Ella comprendió lo quería decir. Se marchaba, iba a casarse con otro hombre y él perdería la última tenue posibilidad de hacer algo por Mac. Pero su corazón imaginó algo más en sus palabras, en el ardor de su mirada gris.


—No cambiará nada. No puedo detener lo que ya está en marcha.


—Sí puedes. Si no te casas con Carlisle —miró sus labios—. Quédate Paula. Convénceme de que realmente deseas ese matrimonio.

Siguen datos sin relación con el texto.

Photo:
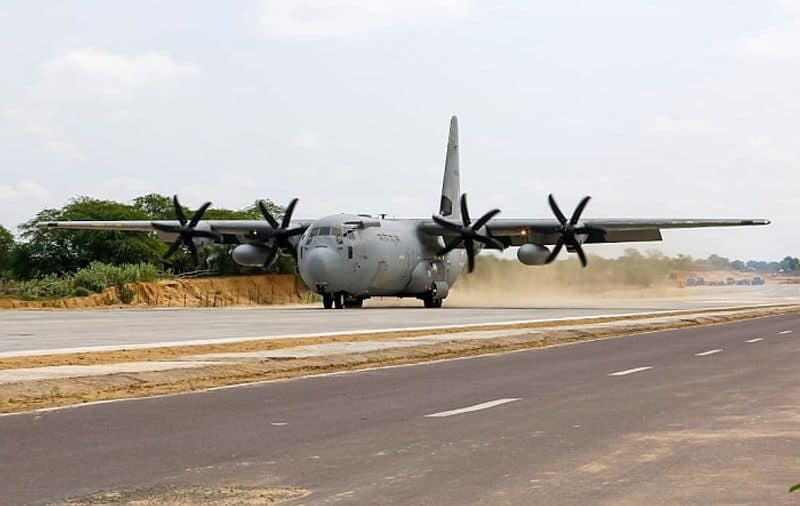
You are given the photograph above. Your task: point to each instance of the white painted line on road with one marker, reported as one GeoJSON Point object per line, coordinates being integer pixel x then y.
{"type": "Point", "coordinates": [354, 331]}
{"type": "Point", "coordinates": [630, 371]}
{"type": "Point", "coordinates": [476, 407]}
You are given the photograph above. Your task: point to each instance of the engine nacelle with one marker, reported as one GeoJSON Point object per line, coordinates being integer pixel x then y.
{"type": "Point", "coordinates": [532, 254]}
{"type": "Point", "coordinates": [422, 277]}
{"type": "Point", "coordinates": [250, 255]}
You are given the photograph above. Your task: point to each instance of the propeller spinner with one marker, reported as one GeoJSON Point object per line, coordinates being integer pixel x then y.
{"type": "Point", "coordinates": [569, 230]}
{"type": "Point", "coordinates": [187, 230]}
{"type": "Point", "coordinates": [469, 232]}
{"type": "Point", "coordinates": [280, 231]}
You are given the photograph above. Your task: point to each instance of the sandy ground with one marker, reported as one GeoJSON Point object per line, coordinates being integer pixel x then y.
{"type": "Point", "coordinates": [23, 396]}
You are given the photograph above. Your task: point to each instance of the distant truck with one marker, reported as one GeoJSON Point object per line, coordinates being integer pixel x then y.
{"type": "Point", "coordinates": [695, 281]}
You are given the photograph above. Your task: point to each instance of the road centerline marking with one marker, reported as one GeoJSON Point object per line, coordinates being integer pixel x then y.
{"type": "Point", "coordinates": [476, 407]}
{"type": "Point", "coordinates": [631, 371]}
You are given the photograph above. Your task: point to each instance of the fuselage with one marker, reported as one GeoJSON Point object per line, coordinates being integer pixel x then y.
{"type": "Point", "coordinates": [364, 256]}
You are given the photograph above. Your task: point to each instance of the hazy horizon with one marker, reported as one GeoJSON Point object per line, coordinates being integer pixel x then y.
{"type": "Point", "coordinates": [657, 110]}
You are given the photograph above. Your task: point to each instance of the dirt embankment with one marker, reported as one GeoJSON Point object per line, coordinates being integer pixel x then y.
{"type": "Point", "coordinates": [206, 292]}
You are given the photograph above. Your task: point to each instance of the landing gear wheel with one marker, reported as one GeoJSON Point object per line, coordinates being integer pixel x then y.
{"type": "Point", "coordinates": [431, 302]}
{"type": "Point", "coordinates": [351, 303]}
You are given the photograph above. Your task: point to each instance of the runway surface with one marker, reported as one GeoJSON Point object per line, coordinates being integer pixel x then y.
{"type": "Point", "coordinates": [57, 330]}
{"type": "Point", "coordinates": [697, 416]}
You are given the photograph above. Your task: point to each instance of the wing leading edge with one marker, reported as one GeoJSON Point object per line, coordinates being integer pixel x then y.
{"type": "Point", "coordinates": [515, 232]}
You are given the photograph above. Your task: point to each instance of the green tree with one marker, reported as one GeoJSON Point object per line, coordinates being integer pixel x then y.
{"type": "Point", "coordinates": [52, 251]}
{"type": "Point", "coordinates": [155, 206]}
{"type": "Point", "coordinates": [7, 245]}
{"type": "Point", "coordinates": [789, 264]}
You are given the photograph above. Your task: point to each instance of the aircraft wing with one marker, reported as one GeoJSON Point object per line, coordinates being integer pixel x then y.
{"type": "Point", "coordinates": [515, 232]}
{"type": "Point", "coordinates": [231, 231]}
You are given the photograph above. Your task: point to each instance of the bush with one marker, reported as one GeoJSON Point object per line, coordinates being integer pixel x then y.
{"type": "Point", "coordinates": [95, 278]}
{"type": "Point", "coordinates": [81, 292]}
{"type": "Point", "coordinates": [126, 294]}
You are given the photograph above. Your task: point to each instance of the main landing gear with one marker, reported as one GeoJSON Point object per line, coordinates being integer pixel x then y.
{"type": "Point", "coordinates": [431, 302]}
{"type": "Point", "coordinates": [340, 300]}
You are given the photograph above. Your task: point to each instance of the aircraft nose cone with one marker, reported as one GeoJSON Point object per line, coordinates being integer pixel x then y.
{"type": "Point", "coordinates": [319, 266]}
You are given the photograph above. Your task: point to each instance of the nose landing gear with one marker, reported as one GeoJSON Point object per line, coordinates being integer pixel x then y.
{"type": "Point", "coordinates": [340, 300]}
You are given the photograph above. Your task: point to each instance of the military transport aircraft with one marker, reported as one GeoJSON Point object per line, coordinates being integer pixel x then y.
{"type": "Point", "coordinates": [347, 258]}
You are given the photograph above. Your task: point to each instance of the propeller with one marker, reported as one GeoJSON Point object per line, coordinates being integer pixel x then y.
{"type": "Point", "coordinates": [186, 230]}
{"type": "Point", "coordinates": [569, 230]}
{"type": "Point", "coordinates": [280, 231]}
{"type": "Point", "coordinates": [469, 232]}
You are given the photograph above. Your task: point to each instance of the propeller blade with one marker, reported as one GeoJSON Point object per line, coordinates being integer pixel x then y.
{"type": "Point", "coordinates": [483, 220]}
{"type": "Point", "coordinates": [179, 210]}
{"type": "Point", "coordinates": [193, 250]}
{"type": "Point", "coordinates": [172, 249]}
{"type": "Point", "coordinates": [556, 210]}
{"type": "Point", "coordinates": [287, 216]}
{"type": "Point", "coordinates": [267, 216]}
{"type": "Point", "coordinates": [490, 241]}
{"type": "Point", "coordinates": [581, 254]}
{"type": "Point", "coordinates": [556, 250]}
{"type": "Point", "coordinates": [465, 210]}
{"type": "Point", "coordinates": [576, 215]}
{"type": "Point", "coordinates": [198, 215]}
{"type": "Point", "coordinates": [470, 247]}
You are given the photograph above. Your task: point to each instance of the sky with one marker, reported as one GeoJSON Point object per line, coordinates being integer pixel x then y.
{"type": "Point", "coordinates": [656, 109]}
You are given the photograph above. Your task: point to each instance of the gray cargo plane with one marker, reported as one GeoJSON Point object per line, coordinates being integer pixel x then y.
{"type": "Point", "coordinates": [348, 258]}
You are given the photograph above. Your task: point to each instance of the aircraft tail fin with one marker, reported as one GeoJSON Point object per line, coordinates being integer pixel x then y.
{"type": "Point", "coordinates": [451, 186]}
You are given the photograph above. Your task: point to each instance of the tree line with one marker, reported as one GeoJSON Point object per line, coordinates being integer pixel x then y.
{"type": "Point", "coordinates": [43, 252]}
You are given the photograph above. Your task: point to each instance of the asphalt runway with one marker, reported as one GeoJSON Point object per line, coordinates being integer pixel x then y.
{"type": "Point", "coordinates": [42, 331]}
{"type": "Point", "coordinates": [707, 415]}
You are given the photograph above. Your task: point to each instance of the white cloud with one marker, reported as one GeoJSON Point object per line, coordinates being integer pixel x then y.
{"type": "Point", "coordinates": [22, 191]}
{"type": "Point", "coordinates": [779, 43]}
{"type": "Point", "coordinates": [81, 83]}
{"type": "Point", "coordinates": [668, 124]}
{"type": "Point", "coordinates": [17, 198]}
{"type": "Point", "coordinates": [308, 139]}
{"type": "Point", "coordinates": [102, 75]}
{"type": "Point", "coordinates": [326, 18]}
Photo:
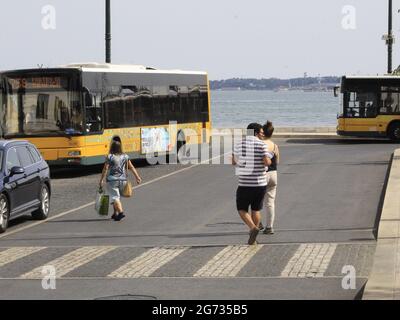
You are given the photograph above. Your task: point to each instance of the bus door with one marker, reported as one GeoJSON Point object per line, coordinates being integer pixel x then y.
{"type": "Point", "coordinates": [93, 112]}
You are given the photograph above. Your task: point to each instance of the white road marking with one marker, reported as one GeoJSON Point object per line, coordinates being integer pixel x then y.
{"type": "Point", "coordinates": [9, 233]}
{"type": "Point", "coordinates": [147, 263]}
{"type": "Point", "coordinates": [14, 254]}
{"type": "Point", "coordinates": [70, 261]}
{"type": "Point", "coordinates": [228, 262]}
{"type": "Point", "coordinates": [310, 260]}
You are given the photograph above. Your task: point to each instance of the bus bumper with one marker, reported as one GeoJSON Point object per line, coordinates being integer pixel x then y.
{"type": "Point", "coordinates": [362, 134]}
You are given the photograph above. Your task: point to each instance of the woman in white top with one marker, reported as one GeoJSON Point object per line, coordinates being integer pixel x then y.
{"type": "Point", "coordinates": [272, 178]}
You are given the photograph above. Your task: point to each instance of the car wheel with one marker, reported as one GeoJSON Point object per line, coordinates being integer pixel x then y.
{"type": "Point", "coordinates": [4, 213]}
{"type": "Point", "coordinates": [394, 132]}
{"type": "Point", "coordinates": [43, 212]}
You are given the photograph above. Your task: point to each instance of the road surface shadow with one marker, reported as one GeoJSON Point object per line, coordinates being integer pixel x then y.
{"type": "Point", "coordinates": [77, 172]}
{"type": "Point", "coordinates": [340, 141]}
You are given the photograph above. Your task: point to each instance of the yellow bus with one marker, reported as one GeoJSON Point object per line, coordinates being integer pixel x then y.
{"type": "Point", "coordinates": [72, 113]}
{"type": "Point", "coordinates": [370, 107]}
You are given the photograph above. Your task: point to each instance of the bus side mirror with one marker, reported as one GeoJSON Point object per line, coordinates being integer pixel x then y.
{"type": "Point", "coordinates": [88, 97]}
{"type": "Point", "coordinates": [335, 91]}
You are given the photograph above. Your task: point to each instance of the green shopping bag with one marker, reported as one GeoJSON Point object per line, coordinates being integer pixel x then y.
{"type": "Point", "coordinates": [102, 203]}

Eso era lo que ella había esperado la noche anterior, y se había preparado para el asalto. Pero en ese momento la pillaba desprevenida. Necesitaba respirar, tranquilizarse, pensar.


—No puedo quedarme, Pedro. No puedo.


—Me temo que no tienes otra opción.


—No sé… —su voz se apagó al detectar la determinación que expresaba su rostro. Se dio la vuelta rápidamente. El muelle estaba vacío y el barco a motor se alejaba de la isla.